A success story

Frank Deitle commoikos at gmail.com
Tue Jan 29 15:24:53 PST 2008


Dear friends,

What follows is a success story about the use of Open Space in the context
of a board retreat:

I am the Executive Co-Director of a 30 year-old nonprofit in New England.
Due to a myriad of complex circumstances and lack of funding, my co-director
and I have been preparing to lay ourselves off at the end of the month...
making the very fate of the organization uncertain, to say the least. In
preparing for our winter board retreat, I conceded that there was no agenda
I could prepare that could adequately address the complex issues at hand,
and that indeed, a single conversation could dramatically change the
trajectory of our course on more than one occasion.

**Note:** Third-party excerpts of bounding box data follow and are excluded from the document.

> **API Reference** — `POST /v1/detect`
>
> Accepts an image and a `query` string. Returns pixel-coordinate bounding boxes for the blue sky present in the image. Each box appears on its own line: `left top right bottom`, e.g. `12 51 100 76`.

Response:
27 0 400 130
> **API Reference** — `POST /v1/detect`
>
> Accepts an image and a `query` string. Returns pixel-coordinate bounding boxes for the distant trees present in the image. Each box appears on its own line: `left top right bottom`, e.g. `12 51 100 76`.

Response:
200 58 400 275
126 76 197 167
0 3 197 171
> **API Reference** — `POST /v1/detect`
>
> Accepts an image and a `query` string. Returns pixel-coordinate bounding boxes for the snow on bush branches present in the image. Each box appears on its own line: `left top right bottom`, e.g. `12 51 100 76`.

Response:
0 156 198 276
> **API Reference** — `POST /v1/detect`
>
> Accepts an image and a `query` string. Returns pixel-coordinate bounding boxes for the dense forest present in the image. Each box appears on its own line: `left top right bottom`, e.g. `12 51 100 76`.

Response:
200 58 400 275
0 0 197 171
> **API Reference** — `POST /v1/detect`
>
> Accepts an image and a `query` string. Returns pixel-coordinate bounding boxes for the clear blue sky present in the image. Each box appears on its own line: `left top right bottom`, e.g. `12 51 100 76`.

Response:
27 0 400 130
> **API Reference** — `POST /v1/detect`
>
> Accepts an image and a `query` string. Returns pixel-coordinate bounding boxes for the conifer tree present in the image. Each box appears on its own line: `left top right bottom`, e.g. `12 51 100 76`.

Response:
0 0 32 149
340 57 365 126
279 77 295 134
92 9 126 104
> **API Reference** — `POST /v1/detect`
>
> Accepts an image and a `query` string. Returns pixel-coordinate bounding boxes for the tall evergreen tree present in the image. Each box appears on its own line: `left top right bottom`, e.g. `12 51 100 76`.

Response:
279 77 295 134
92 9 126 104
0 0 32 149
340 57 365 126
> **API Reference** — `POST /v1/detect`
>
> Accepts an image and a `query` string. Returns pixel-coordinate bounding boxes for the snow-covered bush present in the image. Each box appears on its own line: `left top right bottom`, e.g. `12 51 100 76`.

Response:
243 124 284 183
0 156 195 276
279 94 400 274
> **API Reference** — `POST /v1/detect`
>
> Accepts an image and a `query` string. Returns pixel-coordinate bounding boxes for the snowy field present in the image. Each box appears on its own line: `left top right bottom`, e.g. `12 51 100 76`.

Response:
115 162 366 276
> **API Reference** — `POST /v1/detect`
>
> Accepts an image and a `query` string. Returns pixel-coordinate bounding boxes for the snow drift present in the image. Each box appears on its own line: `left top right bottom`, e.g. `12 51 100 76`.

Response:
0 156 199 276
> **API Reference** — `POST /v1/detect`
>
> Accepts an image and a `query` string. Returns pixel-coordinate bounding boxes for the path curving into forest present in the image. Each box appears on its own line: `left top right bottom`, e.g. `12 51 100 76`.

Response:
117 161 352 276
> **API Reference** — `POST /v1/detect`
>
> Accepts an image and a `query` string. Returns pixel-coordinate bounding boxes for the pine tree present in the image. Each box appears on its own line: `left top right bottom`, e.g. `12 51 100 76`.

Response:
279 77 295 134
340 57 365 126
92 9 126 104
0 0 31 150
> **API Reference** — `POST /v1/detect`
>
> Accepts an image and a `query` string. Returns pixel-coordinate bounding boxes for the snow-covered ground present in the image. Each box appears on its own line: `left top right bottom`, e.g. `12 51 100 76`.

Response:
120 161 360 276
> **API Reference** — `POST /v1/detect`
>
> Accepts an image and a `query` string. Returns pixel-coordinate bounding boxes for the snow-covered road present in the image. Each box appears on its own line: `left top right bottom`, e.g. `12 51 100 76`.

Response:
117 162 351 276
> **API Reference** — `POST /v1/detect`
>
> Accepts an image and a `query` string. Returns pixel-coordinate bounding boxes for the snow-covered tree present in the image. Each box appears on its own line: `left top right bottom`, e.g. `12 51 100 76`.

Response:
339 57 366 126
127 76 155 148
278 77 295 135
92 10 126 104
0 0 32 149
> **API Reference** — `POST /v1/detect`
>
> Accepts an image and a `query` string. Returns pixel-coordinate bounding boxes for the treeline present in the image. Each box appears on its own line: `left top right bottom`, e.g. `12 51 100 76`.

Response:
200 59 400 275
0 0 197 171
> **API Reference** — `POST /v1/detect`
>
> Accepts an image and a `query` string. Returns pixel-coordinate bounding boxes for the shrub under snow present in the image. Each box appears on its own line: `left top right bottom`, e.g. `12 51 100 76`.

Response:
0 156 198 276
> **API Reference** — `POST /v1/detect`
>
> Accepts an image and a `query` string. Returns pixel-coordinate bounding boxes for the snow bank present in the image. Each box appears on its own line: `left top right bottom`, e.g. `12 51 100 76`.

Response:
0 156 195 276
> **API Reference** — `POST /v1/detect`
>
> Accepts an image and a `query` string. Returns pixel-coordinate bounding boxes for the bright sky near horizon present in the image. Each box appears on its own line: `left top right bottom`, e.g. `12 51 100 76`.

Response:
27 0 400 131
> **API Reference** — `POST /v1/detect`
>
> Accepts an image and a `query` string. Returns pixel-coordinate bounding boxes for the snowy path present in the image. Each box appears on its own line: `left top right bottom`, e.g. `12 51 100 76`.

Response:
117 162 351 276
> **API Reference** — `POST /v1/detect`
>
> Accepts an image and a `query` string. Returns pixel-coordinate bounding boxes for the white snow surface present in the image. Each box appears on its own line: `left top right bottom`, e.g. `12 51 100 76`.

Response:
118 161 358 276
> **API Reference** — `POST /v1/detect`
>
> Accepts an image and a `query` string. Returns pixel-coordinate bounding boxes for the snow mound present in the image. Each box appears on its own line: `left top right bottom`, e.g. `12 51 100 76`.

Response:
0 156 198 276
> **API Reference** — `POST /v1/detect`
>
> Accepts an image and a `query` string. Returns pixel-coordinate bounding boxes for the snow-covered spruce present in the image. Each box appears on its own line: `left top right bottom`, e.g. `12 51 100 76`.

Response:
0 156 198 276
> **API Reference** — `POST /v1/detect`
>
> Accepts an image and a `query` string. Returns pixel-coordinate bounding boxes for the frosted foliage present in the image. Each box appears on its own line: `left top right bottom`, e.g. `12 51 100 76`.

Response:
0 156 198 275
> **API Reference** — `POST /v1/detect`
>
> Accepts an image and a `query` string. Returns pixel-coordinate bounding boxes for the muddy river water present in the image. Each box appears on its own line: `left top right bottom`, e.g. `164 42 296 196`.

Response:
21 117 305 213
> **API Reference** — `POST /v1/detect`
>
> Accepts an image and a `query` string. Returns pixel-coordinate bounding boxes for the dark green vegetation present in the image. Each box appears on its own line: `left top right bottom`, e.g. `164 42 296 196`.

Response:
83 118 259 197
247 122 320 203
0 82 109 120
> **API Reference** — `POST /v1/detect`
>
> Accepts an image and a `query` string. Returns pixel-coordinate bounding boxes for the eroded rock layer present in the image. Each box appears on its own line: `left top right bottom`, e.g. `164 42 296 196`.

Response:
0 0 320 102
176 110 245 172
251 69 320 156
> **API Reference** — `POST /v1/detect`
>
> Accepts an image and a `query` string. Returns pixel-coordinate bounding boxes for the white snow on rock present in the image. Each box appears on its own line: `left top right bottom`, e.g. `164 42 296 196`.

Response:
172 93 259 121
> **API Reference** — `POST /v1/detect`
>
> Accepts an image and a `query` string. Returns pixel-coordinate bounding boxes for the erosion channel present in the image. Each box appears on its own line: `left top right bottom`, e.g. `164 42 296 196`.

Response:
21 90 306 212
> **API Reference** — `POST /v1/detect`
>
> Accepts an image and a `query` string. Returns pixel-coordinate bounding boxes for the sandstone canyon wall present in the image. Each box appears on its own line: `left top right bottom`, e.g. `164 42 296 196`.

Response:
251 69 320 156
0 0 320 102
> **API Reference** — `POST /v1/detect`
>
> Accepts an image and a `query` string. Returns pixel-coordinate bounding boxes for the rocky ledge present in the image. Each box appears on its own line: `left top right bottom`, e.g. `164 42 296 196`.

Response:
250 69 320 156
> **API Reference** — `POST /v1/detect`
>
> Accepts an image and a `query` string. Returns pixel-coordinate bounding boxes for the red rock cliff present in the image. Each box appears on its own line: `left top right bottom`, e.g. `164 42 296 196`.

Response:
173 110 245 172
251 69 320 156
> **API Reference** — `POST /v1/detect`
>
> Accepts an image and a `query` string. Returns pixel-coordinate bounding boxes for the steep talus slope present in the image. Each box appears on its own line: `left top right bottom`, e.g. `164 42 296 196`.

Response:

In the face of this, I
proposed Open Space as format for our two-day retreat--and offering that if
anyone *could* create an agenda that could adequately address our situation,
I was open to it. No one did.

We convened in Open Space with complex issues, a diversity of stakeholders
(everyone had their own opinions of the best way to proceed... or not!), and
nobody knew the answer. I had convened Open Space on many different
occasions, but never when the stakes were this high--never with the
conditions where Open Space is supposed to work best. And there were only 10
people present (would that be enough diversity?)... and I was a stakeholder
who would also be facilitating (would that be a conflict of interest or an
imbalance of power?). I always tell people that it always works, but this
was really the test (I took up smoking for the occasion). On top of that,
many were skeptical of the process, including my co-director (who is also my
fiancee).

To say that it was an intense, dynamic weekend would be an understatement.
It was like a detective story to find out what the mind of the group most
wanted to express. Sunday morning was especially tense. For a moment I
thought everything could fall apart. But by the time we said we were going
to end (2pm), the board of directors came forward with 4 proposals, and all
six board members (including the founder) unanimously consensed on all four
decisions. We had one clear direction and focus for the organization that
everyone agreed upon and everyone was galvanized in a very palpable feeling
of unity around this one focus--to raise the money to purchase and secure
the land we have been operating on and put it in trust for generations to
come.

The whole thing was an astonishing experience of Open Space in action... an
experience of the real potential for the synergistic power of groups
thinking and acting harmoniously together in spite of a diversity of strong
opinions and complex circumstances. I would not recommend facilitating an
Open Space and simultaneously participating in it. I think that it worked in
this instance only because a) I was not personally invested in a specific
agenda or outcome and b) many of the people in our group had had previous
experience with open space.

So with that, I encourage you all to continue opening space whenever and
wherever you can. The world needs it!